Dawkins' most reflective account of `mystery' is found in Unweaving the Rainbow, which explores the place of wonder in an understanding of the sciences. While maintaining Dawkins' core hostility to religion, the work acknowledges the importance of a sense of awe and wonder in driving people to want to understand reality. Dawkins singles out the poet William Blake as an obscurant mystic, who illustrates why religious approaches to mystery are pointless and sterile. Dawkins locates Blake's many failings in an understandable - but misdirected - longing to delight in a mystery:
The impulses to awe, reverence and wonder which led Blake to mysticism . . . are precisely those that lead others of us to science. Our interpretation is different but what excites us is the same. The mystic is content to bask in the wonder and revel in a mystery that we were not `meant' to understand. The scientist feels the same wonder, but is restless, not content; recognizes the mystery as profound, then adds, `But we're working on it.'
So there isn't actually a problem with the word or the category of `mystery'. The question is whether we choose to wrestle with it, or take the lazy and complacent view that this is conveniently off-limits.
Traditionally, Christian theology has been well aware of its limits, and has sought to avoid excessively confident affirmations in the face of mystery. Yet at the same time, Christian theology has never seen itself as totally reduced to silence in the face of divine mysteries. Nor has it prohibited intellectual wrestling with `mysteries' as destructive or detrimental to faith. As the nineteenth-century Anglican theologian Charles Gore rightly insisted:
Human language never can express adequately divine realities. A constant tendency to apologize for human speech, a great element of agnosticism, an awful sense of unfathomed depths beyond the little that is made known, is always present to the mind of theologians who know what they are about, in conceiving or expressing God. `We see', says St Paul, `in a mirror, in terms of a riddle;' `we know in part.' `We are compelled,' complains St Hilary, `to attempt what is unattainable, to climb where we cannot reach, to speak what we cannot utter; instead of the mere adoration of faith, we are compelled to entrust the deep things of religion to the perils of human expression'.
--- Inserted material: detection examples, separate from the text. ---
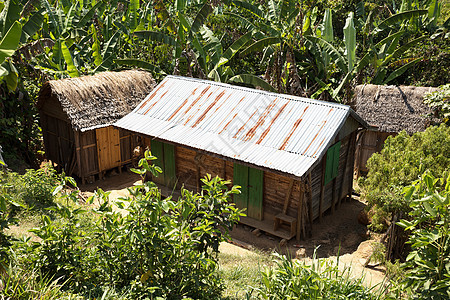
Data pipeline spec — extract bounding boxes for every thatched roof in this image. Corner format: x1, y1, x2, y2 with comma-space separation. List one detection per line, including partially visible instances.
38, 70, 155, 131
352, 84, 436, 134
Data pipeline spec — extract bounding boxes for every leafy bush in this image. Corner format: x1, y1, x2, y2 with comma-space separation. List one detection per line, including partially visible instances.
424, 83, 450, 124
359, 125, 450, 230
251, 252, 381, 299
26, 151, 241, 299
397, 174, 450, 299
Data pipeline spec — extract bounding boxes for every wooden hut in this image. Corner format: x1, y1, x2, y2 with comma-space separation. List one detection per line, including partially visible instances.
38, 70, 154, 183
351, 84, 436, 176
115, 76, 365, 239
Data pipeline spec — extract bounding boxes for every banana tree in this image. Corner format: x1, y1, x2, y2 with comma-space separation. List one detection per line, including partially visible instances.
306, 10, 427, 99
231, 0, 305, 94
A perfectly good definition of Christian theology is `taking rational trouble over a mystery' - recognising that there may be limits to what can be achieved, but believing that this intellectual grappling is both worthwhile and necessary. It just means being confronted with something so great that we cannot fully comprehend it, and so must do the best that we can with the analytical and descriptive tools at our disposal. Come to think of it, that's what the natural sciences aim to do as well. Perhaps it's no wonder that there is such a growing interest in the dialogue between science and religion.